En medio del intercambio de derechazos, la gente ha empezado a alinearse en las vallas con una expectación creciente y los espectadores han tomado sus posiciones estratégicas alrededor de las pistas cerradas. "Está ahí dentro", oigo mientras paso junto a una tienda con cremallera. Se ha corrido la voz de que Roger Federer ha llegado. Y bien acompañado: Iga Świątek número 1 del mundo, y Ben Shelton, la nueva estrella en ciernes, llegan a las pistas junto a uno de los mejores atletas de este deporte. El ambiente cambia cuando los miembros de la comunidad se preparan para enfrentarse a los tenistas famosos en sus pistas.

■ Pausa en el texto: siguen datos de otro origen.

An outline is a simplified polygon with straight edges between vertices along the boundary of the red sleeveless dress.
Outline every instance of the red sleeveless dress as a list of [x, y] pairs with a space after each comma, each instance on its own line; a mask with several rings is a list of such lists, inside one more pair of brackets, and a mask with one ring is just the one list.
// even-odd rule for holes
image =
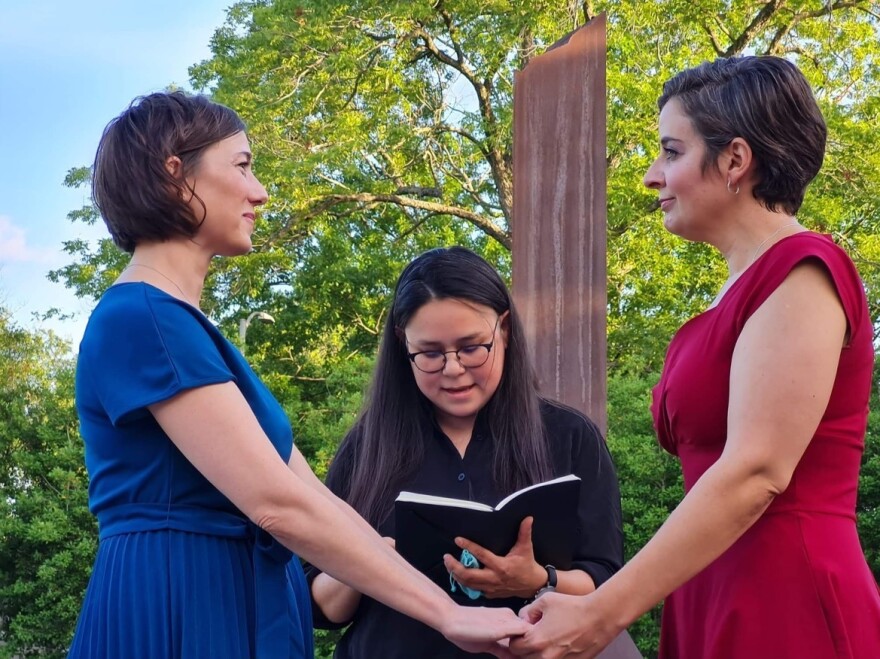
[[661, 445], [681, 460], [690, 490], [724, 448], [737, 338], [805, 260], [827, 268], [850, 333], [828, 408], [788, 489], [667, 598], [661, 659], [880, 658], [880, 589], [855, 516], [874, 349], [862, 282], [843, 250], [814, 233], [784, 238], [716, 307], [685, 323], [654, 389], [654, 425]]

Cuando Ben golpea el primer saque, la pista se convierte en un escenario para la celebración colectiva del tenis. Con cada golpe, el público deja de ser un mar de desconocidos para convertirse en una gran familia, la gente hace muecas de dolor cuando falla un golpe, aplaude al final de un peloteo y recupera el aliento junto con los jugadores. Tenistas ordinarios y extraordinarios divididos solo por una red, pero unidos por el juego. Iga y Ben trabajan juntos, cambiando sus posiciones en la pista en un lenguaje que ambos entienden.

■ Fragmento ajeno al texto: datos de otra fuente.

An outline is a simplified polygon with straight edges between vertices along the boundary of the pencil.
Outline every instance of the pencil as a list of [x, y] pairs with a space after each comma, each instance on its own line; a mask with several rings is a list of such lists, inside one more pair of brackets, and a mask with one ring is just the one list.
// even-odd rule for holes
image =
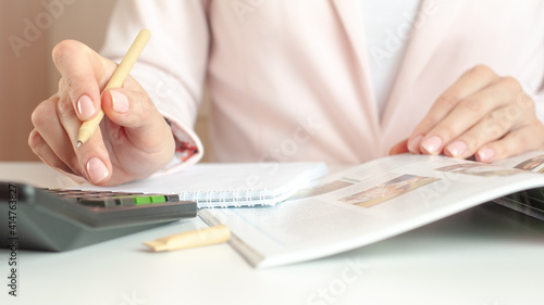
[[206, 229], [168, 236], [144, 244], [154, 252], [198, 247], [226, 242], [231, 239], [231, 230], [225, 225]]
[[[151, 33], [148, 29], [140, 30], [138, 36], [136, 36], [136, 39], [134, 39], [134, 42], [126, 52], [125, 56], [119, 64], [118, 68], [111, 76], [110, 81], [108, 81], [108, 85], [106, 85], [104, 90], [123, 86], [123, 82], [125, 82], [126, 77], [128, 77], [128, 73], [134, 66], [134, 63], [136, 63], [139, 54], [146, 47], [149, 37], [151, 37]], [[79, 132], [77, 134], [77, 148], [83, 145], [92, 136], [92, 134], [95, 134], [95, 130], [97, 129], [98, 125], [100, 125], [103, 115], [103, 111], [102, 109], [100, 109], [97, 116], [82, 124], [82, 127], [79, 127]]]

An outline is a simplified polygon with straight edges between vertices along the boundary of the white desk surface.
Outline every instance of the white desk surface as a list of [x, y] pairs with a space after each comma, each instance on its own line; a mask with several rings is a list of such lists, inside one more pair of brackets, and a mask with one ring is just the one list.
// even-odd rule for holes
[[[58, 177], [37, 163], [0, 163], [0, 180], [62, 185]], [[262, 270], [228, 244], [169, 253], [141, 245], [203, 226], [181, 221], [65, 253], [20, 251], [17, 297], [8, 295], [9, 252], [0, 250], [0, 304], [544, 304], [544, 224], [500, 206]]]

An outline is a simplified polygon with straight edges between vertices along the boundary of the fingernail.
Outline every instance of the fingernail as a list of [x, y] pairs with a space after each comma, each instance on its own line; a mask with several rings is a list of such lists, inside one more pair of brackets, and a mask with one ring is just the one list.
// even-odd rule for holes
[[413, 138], [411, 141], [408, 142], [408, 150], [411, 153], [418, 153], [419, 152], [419, 143], [421, 142], [421, 139], [423, 139], [422, 135], [417, 136]]
[[128, 104], [128, 99], [126, 98], [125, 94], [115, 90], [111, 90], [110, 96], [111, 96], [111, 102], [113, 104], [113, 110], [115, 112], [125, 113], [128, 111], [128, 107], [131, 105]]
[[77, 100], [77, 112], [82, 119], [87, 119], [95, 114], [95, 104], [88, 96], [82, 96]]
[[425, 149], [425, 151], [430, 154], [435, 154], [438, 152], [438, 149], [442, 145], [442, 139], [438, 138], [437, 136], [433, 136], [429, 139], [426, 139], [421, 147]]
[[99, 183], [109, 175], [108, 167], [98, 157], [92, 157], [87, 162], [87, 175], [92, 183]]
[[452, 154], [452, 156], [460, 156], [466, 150], [467, 144], [463, 141], [455, 141], [447, 145], [446, 150]]
[[495, 151], [489, 148], [484, 148], [478, 151], [478, 156], [480, 161], [487, 162], [495, 156]]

De los jugadores que saltan dentro y fuera de la cancha, uno destaca: Ethan, un chico de diecisiete años de Woodhaven, Queens. Tras un emocionante peloteo con sus héroes, logra ejecutar una atrevida dejada contra Shelton que queda fuera de su alcance, pero Ben acepta la derrota con una sonrisa de oreja a oreja. Ethan sale de la pista sin aliento pero eufórico. Su padre se alza al otro lado de la valla: "¡Va a ser una estrella!".
A medida que los partidos se acercan a su fin, jugadores veteranos, novatos, jóvenes y menos jóvenes se mezclan unos con otros para compartir sus anécdotas y los mejores momentos del día.
Roger Federer se acerca al micrófono con un último comentario dirigido a todos los participantes: "Bien jugado".